Interspersed with many stories of Rooseveltian triumphs are some bitter episodes — notably a devastating lynching — that remind us of America's deep prejudices and fears. Theodore Rex does not attempt to justify TR's notorious action following the Brownsville Incident of 1906 — his worst mistake as President — but neither does this resolutely honest biography indulge in the easy wisdom of hindsight. It is written throughout in real time, reflecting the world as TR saw it. By the final chapter, as the great "Teddy" prepares to quit the White House in 1909, it will be a hard-hearted reader who does not share the sentiment of Henry Adams: "The old house will seem dull and sad when my Theodore has gone."

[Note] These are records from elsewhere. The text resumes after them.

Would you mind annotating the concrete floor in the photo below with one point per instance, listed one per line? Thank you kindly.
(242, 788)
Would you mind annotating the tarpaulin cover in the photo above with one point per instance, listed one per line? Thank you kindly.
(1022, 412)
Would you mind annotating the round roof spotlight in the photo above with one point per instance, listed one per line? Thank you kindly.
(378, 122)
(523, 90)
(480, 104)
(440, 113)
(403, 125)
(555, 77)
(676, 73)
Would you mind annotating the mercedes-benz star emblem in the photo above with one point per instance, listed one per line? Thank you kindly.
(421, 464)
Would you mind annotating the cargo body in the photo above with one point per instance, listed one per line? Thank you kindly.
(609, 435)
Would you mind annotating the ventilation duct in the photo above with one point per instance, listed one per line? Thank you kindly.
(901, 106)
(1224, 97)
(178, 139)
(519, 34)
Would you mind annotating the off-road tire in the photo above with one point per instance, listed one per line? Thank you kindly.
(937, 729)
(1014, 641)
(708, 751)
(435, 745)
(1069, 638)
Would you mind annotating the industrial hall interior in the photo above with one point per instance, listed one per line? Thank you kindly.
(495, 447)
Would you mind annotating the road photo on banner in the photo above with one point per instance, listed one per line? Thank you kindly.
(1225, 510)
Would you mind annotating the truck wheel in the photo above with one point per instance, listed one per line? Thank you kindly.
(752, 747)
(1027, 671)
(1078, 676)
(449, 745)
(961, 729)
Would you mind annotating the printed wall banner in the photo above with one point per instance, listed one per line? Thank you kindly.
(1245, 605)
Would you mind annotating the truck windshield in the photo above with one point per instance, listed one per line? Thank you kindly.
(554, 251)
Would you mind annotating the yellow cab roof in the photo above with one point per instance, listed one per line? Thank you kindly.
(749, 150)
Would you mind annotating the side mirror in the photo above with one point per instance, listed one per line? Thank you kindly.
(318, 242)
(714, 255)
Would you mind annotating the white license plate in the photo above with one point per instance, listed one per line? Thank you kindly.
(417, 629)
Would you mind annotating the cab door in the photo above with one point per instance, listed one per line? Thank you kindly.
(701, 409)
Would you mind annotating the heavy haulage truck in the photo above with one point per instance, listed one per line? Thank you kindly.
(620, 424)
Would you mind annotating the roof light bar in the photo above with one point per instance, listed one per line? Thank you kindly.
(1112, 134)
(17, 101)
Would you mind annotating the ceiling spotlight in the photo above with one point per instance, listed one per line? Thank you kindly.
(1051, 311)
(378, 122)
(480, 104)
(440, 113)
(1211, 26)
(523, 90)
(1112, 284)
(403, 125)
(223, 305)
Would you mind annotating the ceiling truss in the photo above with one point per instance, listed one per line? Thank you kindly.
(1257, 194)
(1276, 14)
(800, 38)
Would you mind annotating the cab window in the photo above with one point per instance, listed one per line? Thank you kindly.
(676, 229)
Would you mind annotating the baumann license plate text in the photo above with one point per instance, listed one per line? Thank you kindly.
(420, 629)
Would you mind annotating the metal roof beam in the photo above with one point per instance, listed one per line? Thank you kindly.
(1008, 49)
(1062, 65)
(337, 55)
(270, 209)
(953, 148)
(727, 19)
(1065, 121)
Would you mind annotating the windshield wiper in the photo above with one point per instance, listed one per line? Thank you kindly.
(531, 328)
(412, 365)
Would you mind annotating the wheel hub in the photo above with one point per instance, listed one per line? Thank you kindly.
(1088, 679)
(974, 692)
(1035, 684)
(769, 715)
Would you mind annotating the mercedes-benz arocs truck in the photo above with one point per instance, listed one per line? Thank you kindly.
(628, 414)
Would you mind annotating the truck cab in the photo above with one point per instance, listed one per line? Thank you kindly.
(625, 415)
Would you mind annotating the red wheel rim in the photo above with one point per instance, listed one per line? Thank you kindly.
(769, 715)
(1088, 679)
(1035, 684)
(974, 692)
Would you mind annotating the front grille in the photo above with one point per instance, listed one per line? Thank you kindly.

"Roosevelt is a biographer's dream, an epic character not out of place in an adventure novel." The Christian Science Monitor
"A shining portrait of a presciently modern political genius maneuvering in a gilded age of wealth, optimism, excess and American global ascension." San Francisco Chronicle
"Morris excels at placing TR in the context of his time, showing how he outmaneuvered powerful but ossified opponents from the Gilded Age and trumped isolationists by averting war, in the process winning the first Nobel Peace Prize." Library Journal
"[Morris] writes with a breezy verve that makes the pages fly, and that perfectly suits his subject....A combination of diffidence and enthusiasm allows him to write of our past — which looks like our future — with energy and clarity." Richard Brookhiser, New York Times Book Review
About the Author
Edmund Morris was born and educated in Kenya and went to college in South Africa. He worked as an advertising copywriter in London before immigrating to the United States in 1968. His biography The Rise of Theodore Roosevelt won the Pulitzer Prize and American Book Award in 1980. After spending several years as President Reagans authorized biographer, he published the national bestseller Dutch: A Memoir of Ronald Reagan in 1999. He has written extensively on travel and the arts for such publications as The New Yorker, The New York Times, and Harpers Magazine. Edmund Morris lives in New York and Washington with his wife and fellow biographer, Sylvia Jukes Morris.